Martin Luther King, Jr. Day. What might some kids say about him — besides his name getting them a day off from school. “He’s a black man from a long time ago.” Fifty years and more to be exact. “He has some famous speech.” Yes, “I Have a Dream” — he dreamt of skin color not mattering between people. “I think he got shot.” He did — on the balcony of his hotel room April 4, 1968. He died at only 39. Maybe kids think that sounds old — but they’ll find out.
My present family is made up of several races. White — which if you’d asked me through much of my life I would have said, “Well, my parents are white and their parents, and on and on. Same with my husband. It is who we are.” That dynamic changed seven years ago when our son married an African American girl from Texas. It changed again when they had three mixed-race children.

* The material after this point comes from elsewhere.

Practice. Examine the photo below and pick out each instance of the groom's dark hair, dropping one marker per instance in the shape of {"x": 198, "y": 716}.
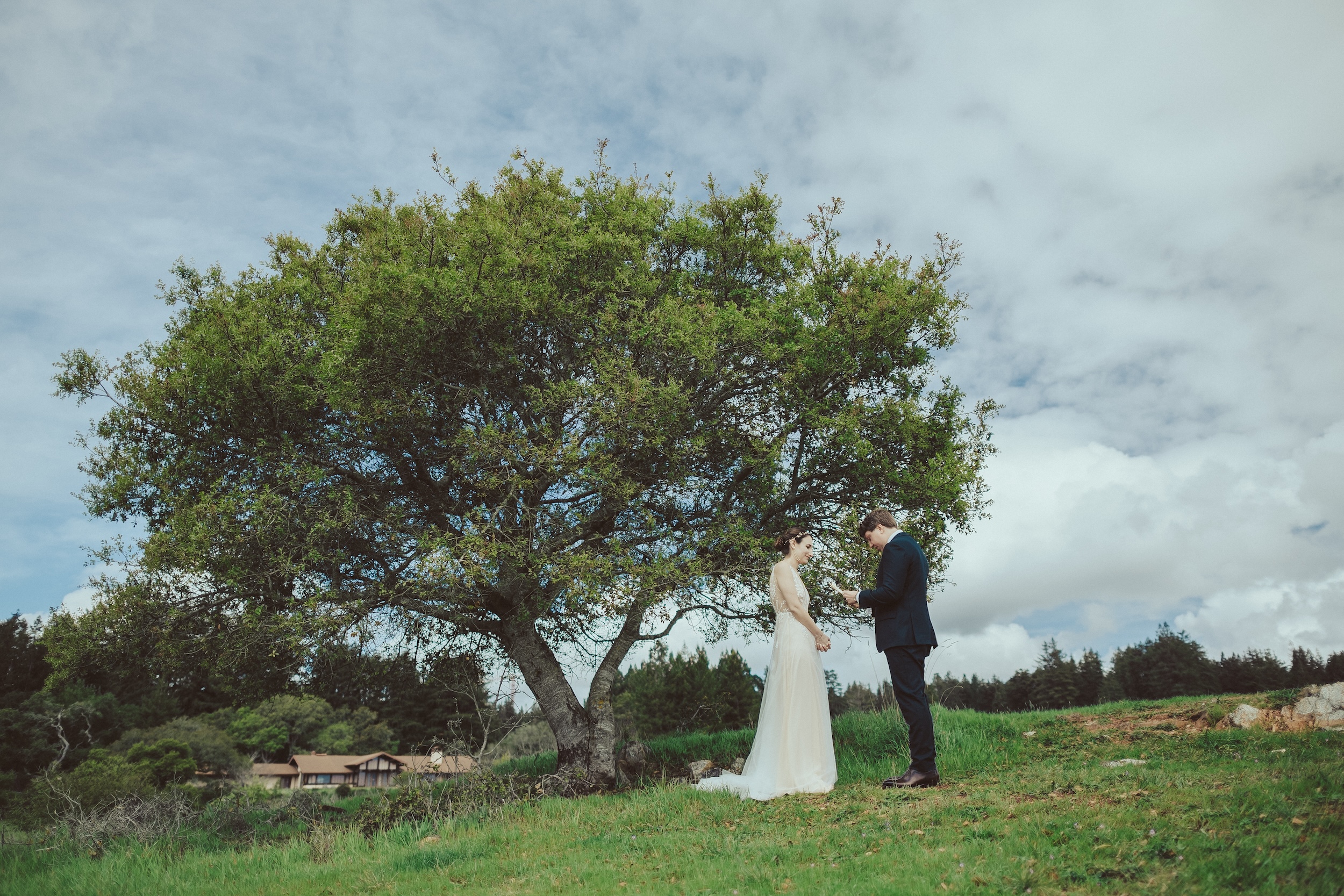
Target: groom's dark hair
{"x": 881, "y": 516}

And 14 years before that, it changed when our daughter and husband adopted a Northern Eskimo, or Inupiat, baby where they were living in Barrow, Alaska. Now a Spokane resident, this girl is the only Alaska Native in her school of nearly 2,000 students.
Her dad — a police officer in the Arctic — took her last year to an Inupiat village where she has relatives. She was asked later how it was to be some place where “everybody looks like her.” She answered with complete sincerity, “Oh, I didn’t really notice.”
When — like our teen granddaughter — you are a person wading knee-deep into humanity to form meaningful relationships, you don’t notice — don’t care — about skin pigment or hair texture. I watch our multi-race family together. We all get along and the crowd of cousins play and “nobody notices.”
I suppose such a thing might appear astonishing to Dr. King had he been able to fast forward 50 years. Then again, he may have simply smiled and said to those around him, “Now, this is what I hoped for.”